Concerning Venetian cuisine, it is disappointing that I cannot locate Venetian cicchetti (appetizers) or tramezzini (overstuffed sandwiches) in York, regardless of how diligently I search and how much I am willing to pay. Instead, I head to Alessandro Venturi’s pasta place, called Spaghetti Junction, situated in York’s hipster quarter on Bishopthorpe Road. Behind a curtain of red, white, and green, the back room exudes the ambiance of a miraculous cannaregio trattoria one stumbles upon when lost, famished, and squabbling. Although Alessandro is originally from Rome, he finds Venetian cuisine fascinating due to its Jewish and Byzantine influences. He skillfully prepares steaming bowls of the Venetian classic, bigoli in salsa. Bigoli are plump, handmade wholewheat strands, although Alessandro refers to them as “Roman-style bigoli.” They are served with a sauce of creamy, caramelized onions in which salty anchovies or sardines dissolve, accentuated with a sprinkle of cinnamon as a nod to Venice’s spicy history. Although fish is not a usual part of my diet, I occasionally indulge on trips, and I am delighted I do so here. The dish is delightful – a perfect balance of savory and sweet, brimming with wholesomeness. Will Alessandro incorporate bigoli into his menu of Roman classics? Probably not. “Introducing traditional Italian food to British people is not an easy task,” he remarks. “York remains old school.”

Regrettably, York market no longer offers an abundance of fresh produce; instead, it is inundated with “prosecco o’clock” plaques and mobile phone cases. I can imagine Venetians expressing similar sentiments about the Rialto. However, York’s fishmongers continue to thrive, bustling with customers seeking crab claws and kippers. Harrison’s fruit and vegetable stall showcases beautiful bunches of prezzemolo (parsley). While no one can provide me with an artichoke, Sheila’s Greengrocer tempts me with plump black cherries. I purchase some to enjoy on Lendal Bridge since it is prominent and white. While savoring the cherries on the riverbank, I am interrupted by a clamor of beeping. Once again, it is the river cruise boat – I have unwittingly occupied their jetty. I cannot linger for too long, as York’s aggressive geese, who possess a similar disposition to Venetian seagulls, might come after me.

The rain shows no mercy.
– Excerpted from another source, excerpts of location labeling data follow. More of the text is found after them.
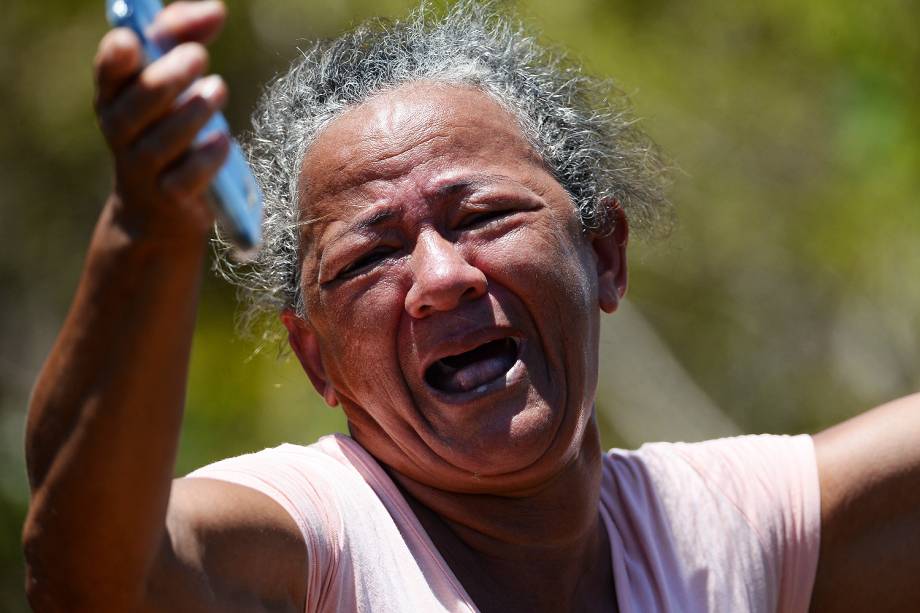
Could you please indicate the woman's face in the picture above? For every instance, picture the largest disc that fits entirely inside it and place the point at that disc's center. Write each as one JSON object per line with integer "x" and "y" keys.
{"x": 452, "y": 297}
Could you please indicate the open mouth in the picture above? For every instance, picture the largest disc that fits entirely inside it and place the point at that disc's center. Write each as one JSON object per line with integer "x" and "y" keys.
{"x": 469, "y": 370}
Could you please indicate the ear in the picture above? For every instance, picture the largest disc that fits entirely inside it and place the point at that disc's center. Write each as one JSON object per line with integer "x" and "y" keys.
{"x": 303, "y": 340}
{"x": 610, "y": 254}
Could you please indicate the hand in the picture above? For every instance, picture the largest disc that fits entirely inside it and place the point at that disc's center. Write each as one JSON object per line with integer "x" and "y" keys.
{"x": 150, "y": 117}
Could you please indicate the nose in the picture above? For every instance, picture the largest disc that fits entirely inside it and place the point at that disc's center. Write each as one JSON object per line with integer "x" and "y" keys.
{"x": 442, "y": 278}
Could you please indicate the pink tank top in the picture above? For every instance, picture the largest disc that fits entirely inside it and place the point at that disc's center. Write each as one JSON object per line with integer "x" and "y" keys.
{"x": 729, "y": 525}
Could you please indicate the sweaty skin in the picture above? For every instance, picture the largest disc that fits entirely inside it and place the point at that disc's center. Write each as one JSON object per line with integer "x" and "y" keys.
{"x": 436, "y": 229}
{"x": 472, "y": 240}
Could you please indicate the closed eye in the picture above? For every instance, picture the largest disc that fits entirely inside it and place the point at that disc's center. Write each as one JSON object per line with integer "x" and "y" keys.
{"x": 482, "y": 218}
{"x": 366, "y": 262}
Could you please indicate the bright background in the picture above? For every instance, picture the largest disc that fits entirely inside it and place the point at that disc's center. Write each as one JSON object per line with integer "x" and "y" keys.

Although I am wearing an elegant blouse and fashionable shoes to honor the Italian tradition of la bella figura, I am entirely drenched and shivering, emanating a vibe reminiscent of “Dirk Bogarde expiring in a deckchair in Death in Venice.” The memory of Katharine Hepburn’s eye infection, acquired from falling into a Venetian canal during the filming of Summertime, also crosses my mind. However, I know precisely how to lift my spirits – it’s aperitivo time! The Star Inn the City boasts a magnificent terrace facing the river, which, given the current weather, I enjoy alone, aside from a resilient Scottish couple donning cagoules. I secure a table with a waterfront view and order Venice’s most successful export since Marco Polo – an Aperol spritz. Cincin!